In diese Kategorie fallen aber auch der Umgang mit Migranten, die geplante Neuregelung der Mindestsicherung oder auch das Thema Kindergeld für nicht-österreichische Arbeitnehmer. Da mag es überall dringlichen Handlungsbedarf gegeben haben. Bei all den Maßnahmen, die man setzte, lässt sich aber beim Beobachter nicht das Gefühl verdrängen, dass es dabei weniger um die Sache ging, sondern dass andere Motive das Handeln leiteten.

Zu deutlich ist oft die Haltung hinter den Maßnahmen zu spüren. Und die ist nicht immer getragen davon, etwas zu verbessern oder zu sparen, sondern da sind viel zu oft nachgerade menschenverachtende Haltungen zu spüren, machttrunkenes Drüberfahren und selbstherrliches Gehabe, das man nicht für möglich gehalten hätte.
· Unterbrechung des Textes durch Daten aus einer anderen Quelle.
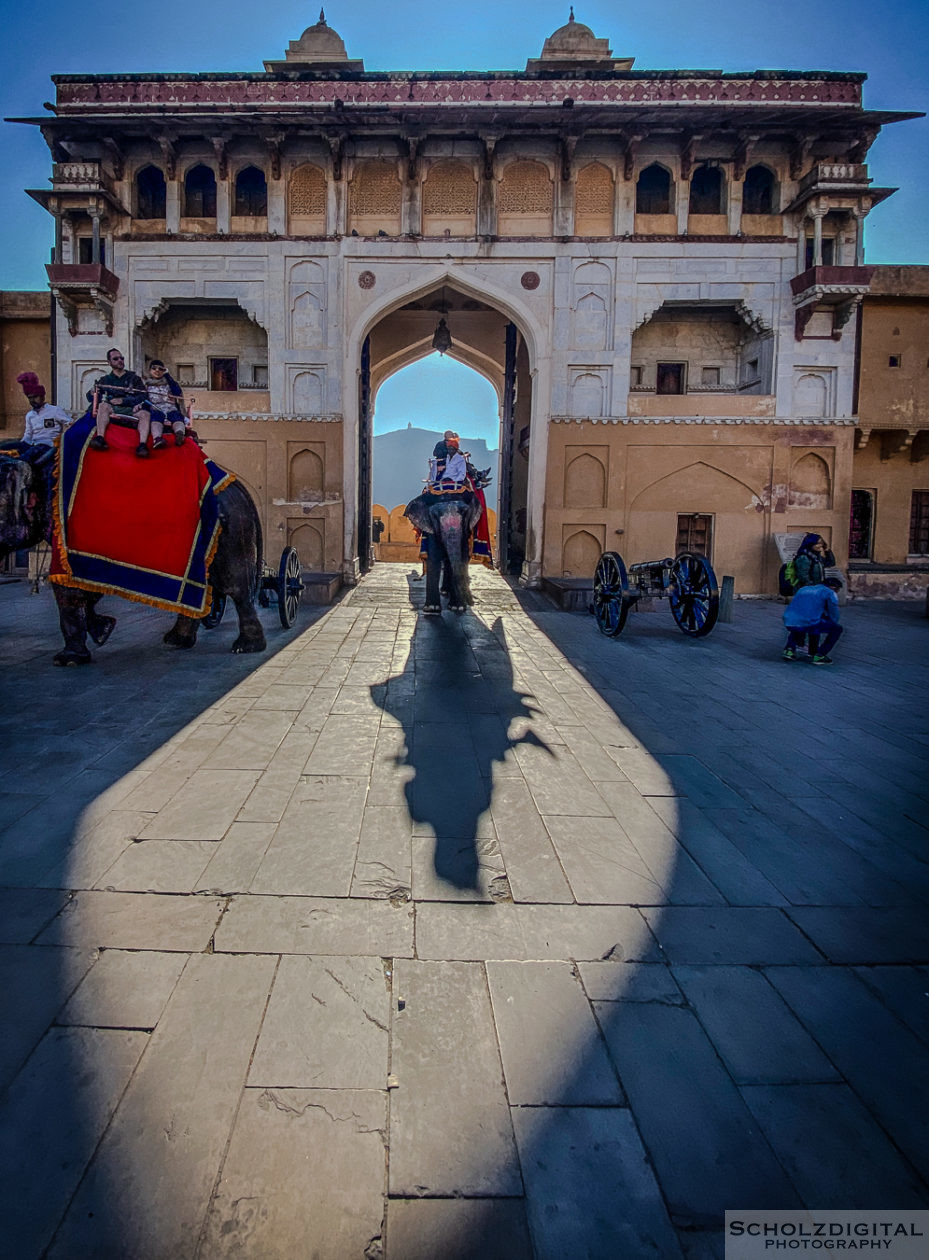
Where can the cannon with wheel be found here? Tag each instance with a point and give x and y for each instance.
(286, 586)
(687, 581)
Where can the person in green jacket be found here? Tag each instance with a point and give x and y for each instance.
(813, 557)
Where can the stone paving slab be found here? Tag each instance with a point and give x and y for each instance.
(127, 920)
(175, 1119)
(325, 1026)
(537, 1007)
(450, 1127)
(204, 808)
(315, 925)
(25, 911)
(832, 1149)
(441, 738)
(303, 1177)
(35, 983)
(880, 1059)
(73, 1071)
(770, 1047)
(688, 934)
(693, 1122)
(589, 1186)
(458, 1229)
(125, 989)
(521, 933)
(884, 935)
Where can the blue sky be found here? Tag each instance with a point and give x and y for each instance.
(464, 400)
(889, 40)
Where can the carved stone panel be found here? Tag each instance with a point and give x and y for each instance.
(582, 547)
(585, 476)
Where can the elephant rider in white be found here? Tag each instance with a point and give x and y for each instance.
(448, 468)
(44, 422)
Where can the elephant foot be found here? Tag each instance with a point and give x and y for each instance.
(178, 640)
(68, 657)
(246, 643)
(101, 629)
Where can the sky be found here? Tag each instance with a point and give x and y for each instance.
(888, 40)
(467, 401)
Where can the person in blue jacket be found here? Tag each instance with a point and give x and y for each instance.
(813, 611)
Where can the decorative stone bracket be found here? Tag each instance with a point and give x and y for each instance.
(895, 441)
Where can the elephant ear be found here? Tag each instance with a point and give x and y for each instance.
(417, 512)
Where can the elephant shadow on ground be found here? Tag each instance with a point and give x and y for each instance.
(460, 716)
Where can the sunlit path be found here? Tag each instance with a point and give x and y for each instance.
(464, 936)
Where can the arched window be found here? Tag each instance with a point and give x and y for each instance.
(653, 190)
(151, 193)
(758, 192)
(706, 190)
(251, 193)
(199, 193)
(525, 199)
(594, 200)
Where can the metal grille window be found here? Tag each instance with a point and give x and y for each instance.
(251, 193)
(919, 523)
(695, 533)
(653, 190)
(861, 527)
(151, 193)
(199, 193)
(706, 190)
(758, 192)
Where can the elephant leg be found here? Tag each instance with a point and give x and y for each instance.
(251, 634)
(183, 633)
(98, 626)
(434, 568)
(72, 619)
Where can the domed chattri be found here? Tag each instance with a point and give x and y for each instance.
(318, 45)
(575, 44)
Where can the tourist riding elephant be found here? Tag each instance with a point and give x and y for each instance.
(446, 523)
(27, 489)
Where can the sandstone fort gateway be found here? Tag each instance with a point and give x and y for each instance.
(661, 272)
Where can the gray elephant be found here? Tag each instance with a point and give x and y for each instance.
(446, 522)
(27, 488)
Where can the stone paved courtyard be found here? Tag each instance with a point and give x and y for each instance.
(467, 938)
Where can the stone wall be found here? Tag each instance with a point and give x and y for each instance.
(24, 347)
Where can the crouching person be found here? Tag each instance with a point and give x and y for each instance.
(813, 614)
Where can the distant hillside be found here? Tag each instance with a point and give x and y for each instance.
(400, 464)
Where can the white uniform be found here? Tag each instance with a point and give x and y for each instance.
(38, 429)
(455, 468)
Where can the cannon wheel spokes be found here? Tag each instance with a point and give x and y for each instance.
(695, 595)
(610, 594)
(217, 607)
(290, 586)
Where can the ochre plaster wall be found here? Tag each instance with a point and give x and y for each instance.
(893, 481)
(293, 470)
(24, 347)
(894, 397)
(622, 488)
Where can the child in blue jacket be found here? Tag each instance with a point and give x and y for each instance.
(813, 611)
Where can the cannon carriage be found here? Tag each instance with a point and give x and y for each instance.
(284, 587)
(687, 581)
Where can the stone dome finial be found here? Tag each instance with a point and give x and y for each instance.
(576, 45)
(319, 45)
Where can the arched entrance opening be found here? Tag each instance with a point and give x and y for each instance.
(411, 410)
(483, 338)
Man kann das für unausweichlich erachten im politischen Getriebe. Eine gewisse Härte ist wohl notwendig und es müssen nicht alle applaudieren. "Wo gehobelt wird, da fallen Späne" werden manche wohl denken.

Man sollte freilich überlegen, ihnen beizupflichten . Denn allein an der Macht zu sein, ohne handlungsfähige Opposition, ist kein Freibrief, sondern auch eine Verpflichtung -vor allem die, das Richtige nicht falsch zu machen und schon gar nicht der Bosheit freien Lauf zu lassen.